Price signals discourage building
The summer-winter spread in prices in the UK – the first EU market to discard the predictability of oil-indexed, demand-agnostic gas prices in favour of the market – used to be wide enough to justify building and using storage, even of LNG. It only needed to be vaporised on a handful of very-high-priced days to pay for itself as there was so little of it and there were anyway licence obligations to supply households, come what may. But the sites were no longer economic. Following last year’s consultation with the industry, National Grid will drain it before closing it at the end of next month.
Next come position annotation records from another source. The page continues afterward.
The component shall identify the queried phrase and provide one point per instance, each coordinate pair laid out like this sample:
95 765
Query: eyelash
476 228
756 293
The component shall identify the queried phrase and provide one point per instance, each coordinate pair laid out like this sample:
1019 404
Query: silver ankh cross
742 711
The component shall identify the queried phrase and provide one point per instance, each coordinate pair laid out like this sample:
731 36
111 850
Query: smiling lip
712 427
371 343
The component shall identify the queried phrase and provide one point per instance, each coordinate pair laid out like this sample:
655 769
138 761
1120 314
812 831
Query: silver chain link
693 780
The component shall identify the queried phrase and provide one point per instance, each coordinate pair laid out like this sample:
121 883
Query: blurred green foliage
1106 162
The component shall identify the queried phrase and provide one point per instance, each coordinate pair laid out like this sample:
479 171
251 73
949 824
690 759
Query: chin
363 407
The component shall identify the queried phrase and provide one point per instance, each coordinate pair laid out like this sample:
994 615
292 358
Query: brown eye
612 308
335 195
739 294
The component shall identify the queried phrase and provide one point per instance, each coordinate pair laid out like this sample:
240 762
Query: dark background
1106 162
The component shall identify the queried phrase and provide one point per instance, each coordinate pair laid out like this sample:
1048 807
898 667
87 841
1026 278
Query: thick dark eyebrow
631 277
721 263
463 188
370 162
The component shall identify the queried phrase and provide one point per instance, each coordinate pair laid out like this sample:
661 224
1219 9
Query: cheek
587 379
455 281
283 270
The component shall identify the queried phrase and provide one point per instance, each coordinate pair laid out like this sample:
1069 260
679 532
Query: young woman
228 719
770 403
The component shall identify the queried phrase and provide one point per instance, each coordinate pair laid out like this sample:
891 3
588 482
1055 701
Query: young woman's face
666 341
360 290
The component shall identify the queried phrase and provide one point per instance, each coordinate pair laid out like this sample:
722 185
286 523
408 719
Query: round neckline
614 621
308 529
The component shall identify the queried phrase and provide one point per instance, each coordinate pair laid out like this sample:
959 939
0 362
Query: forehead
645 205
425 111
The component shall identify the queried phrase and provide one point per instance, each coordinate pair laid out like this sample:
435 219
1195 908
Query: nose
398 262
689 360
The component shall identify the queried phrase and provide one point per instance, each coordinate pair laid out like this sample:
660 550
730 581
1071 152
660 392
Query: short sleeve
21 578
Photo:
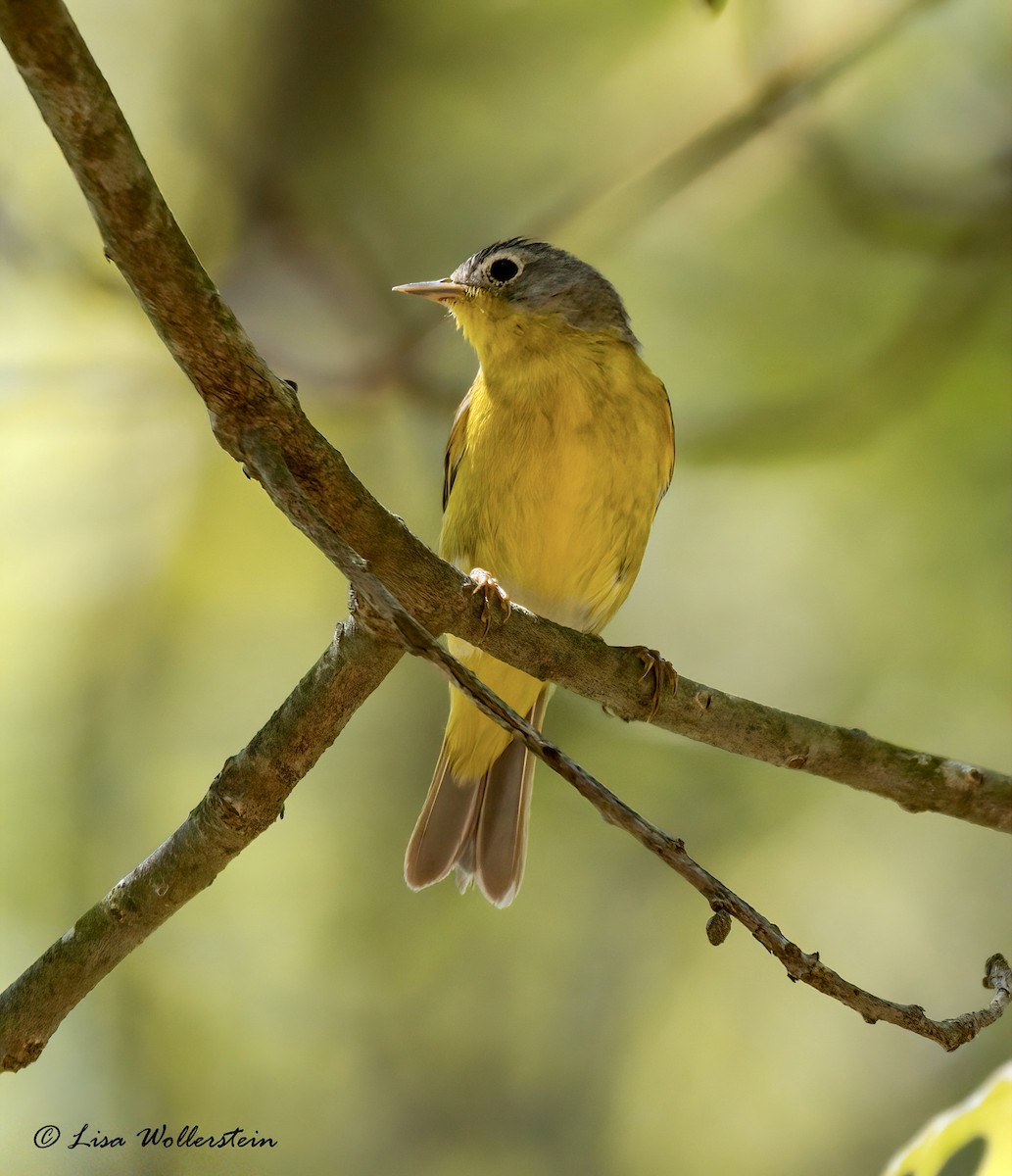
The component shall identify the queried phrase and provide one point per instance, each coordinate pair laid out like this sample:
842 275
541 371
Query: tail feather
477 826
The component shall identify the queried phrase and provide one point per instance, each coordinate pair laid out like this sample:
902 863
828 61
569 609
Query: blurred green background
829 306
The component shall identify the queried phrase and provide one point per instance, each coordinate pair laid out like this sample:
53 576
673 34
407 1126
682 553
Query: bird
557 460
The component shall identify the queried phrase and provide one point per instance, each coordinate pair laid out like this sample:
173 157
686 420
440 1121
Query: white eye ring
496 268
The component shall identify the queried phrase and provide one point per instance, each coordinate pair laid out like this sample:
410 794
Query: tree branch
402 587
245 799
246 399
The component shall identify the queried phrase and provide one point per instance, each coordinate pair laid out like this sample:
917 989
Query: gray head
540 279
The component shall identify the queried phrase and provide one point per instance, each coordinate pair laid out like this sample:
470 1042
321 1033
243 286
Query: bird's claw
486 582
663 674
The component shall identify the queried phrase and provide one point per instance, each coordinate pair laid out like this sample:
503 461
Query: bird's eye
504 270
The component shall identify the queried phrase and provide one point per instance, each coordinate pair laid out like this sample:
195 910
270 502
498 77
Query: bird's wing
455 447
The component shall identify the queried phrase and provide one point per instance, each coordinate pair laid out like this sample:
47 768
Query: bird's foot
486 582
660 670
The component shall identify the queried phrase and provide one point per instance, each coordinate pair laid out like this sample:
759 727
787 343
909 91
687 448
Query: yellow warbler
557 460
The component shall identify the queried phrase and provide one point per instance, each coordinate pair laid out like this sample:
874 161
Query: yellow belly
562 469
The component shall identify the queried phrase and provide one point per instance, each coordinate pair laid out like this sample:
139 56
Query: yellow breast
562 460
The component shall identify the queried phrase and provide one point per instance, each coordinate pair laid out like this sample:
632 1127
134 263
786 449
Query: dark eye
504 270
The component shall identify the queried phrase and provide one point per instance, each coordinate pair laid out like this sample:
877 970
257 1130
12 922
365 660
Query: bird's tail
477 826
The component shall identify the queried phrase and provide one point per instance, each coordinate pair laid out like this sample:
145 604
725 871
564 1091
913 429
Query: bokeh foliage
829 307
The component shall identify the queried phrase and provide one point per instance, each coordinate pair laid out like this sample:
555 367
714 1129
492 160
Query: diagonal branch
243 397
245 799
805 967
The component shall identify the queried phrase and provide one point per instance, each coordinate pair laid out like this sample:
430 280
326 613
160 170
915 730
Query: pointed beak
443 291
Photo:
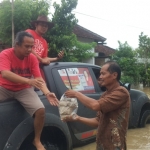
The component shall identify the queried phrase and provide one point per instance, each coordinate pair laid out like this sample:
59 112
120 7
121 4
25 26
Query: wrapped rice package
67 107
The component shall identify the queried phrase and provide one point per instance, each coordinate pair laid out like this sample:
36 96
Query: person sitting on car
18 66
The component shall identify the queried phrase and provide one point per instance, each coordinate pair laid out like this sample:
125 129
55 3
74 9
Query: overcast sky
115 20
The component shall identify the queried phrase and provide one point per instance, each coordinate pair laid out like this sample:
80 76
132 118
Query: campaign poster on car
79 78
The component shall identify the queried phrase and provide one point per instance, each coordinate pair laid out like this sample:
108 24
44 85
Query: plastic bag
67 107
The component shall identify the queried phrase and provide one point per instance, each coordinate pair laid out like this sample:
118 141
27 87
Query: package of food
67 107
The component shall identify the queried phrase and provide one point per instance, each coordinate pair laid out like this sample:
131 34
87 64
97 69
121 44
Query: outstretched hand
52 99
70 118
70 93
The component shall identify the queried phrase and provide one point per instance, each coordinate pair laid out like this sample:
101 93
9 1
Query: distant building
102 52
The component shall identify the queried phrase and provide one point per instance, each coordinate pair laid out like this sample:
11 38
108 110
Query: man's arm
87 101
14 77
93 122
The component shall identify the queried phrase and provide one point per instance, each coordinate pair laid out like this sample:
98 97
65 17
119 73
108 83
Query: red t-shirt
28 67
40 44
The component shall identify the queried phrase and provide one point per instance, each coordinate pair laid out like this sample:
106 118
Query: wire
109 20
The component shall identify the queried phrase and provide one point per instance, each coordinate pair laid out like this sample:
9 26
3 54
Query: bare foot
38 145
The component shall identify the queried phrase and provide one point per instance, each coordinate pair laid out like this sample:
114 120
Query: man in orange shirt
40 49
19 73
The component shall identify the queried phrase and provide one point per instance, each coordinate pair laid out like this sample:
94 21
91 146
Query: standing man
112 109
18 66
40 49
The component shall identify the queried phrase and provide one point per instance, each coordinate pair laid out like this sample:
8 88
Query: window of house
78 79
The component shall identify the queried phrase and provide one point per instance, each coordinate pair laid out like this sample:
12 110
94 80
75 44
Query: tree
125 57
144 53
61 37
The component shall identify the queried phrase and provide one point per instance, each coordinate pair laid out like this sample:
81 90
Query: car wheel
50 140
144 118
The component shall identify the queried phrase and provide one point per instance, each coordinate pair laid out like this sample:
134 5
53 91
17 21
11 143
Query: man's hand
60 54
45 61
38 83
70 93
52 99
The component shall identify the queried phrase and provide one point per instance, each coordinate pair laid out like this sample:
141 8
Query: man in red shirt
19 72
112 109
40 49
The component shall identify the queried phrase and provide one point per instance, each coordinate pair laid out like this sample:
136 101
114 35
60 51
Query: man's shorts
27 98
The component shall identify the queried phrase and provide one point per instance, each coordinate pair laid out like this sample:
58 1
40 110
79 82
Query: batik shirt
113 119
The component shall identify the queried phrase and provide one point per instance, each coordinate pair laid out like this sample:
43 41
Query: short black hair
114 67
20 37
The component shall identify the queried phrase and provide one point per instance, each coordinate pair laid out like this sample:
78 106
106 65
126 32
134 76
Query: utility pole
12 8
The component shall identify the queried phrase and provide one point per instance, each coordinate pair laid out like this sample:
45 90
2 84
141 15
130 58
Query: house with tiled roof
102 52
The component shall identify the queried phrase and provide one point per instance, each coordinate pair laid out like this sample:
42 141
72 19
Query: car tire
144 118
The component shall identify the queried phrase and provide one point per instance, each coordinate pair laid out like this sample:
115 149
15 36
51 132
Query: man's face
26 47
106 78
41 27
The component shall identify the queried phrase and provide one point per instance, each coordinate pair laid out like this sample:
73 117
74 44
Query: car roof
63 64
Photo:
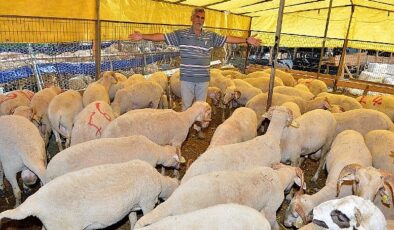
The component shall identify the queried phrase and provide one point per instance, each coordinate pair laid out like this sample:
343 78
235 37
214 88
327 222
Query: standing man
195 49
Long-term storage is still essential for domestic suppliers for insurance purposes; and the fast-cycle salt caverns may still be handy for traders to make money in short-term arbitrage. But at present it would be risky to build it without store-or-pay agreements underpinning the investment, and the growing number of LNG import terminals, often funded by the taxpayer, ultimately – are themselves LNG storage sites as well as delivery mechanisms into the grid.
Flexibility is not as valuable as it once was, and neither are gas markets. That perhaps explains the very few mentions of storage in the European Commission’s strategy for LNG and Storage, which the European Union Commissioner for Energy Union Maros Sevcovic presented at an NGE event March 2 in Brussels.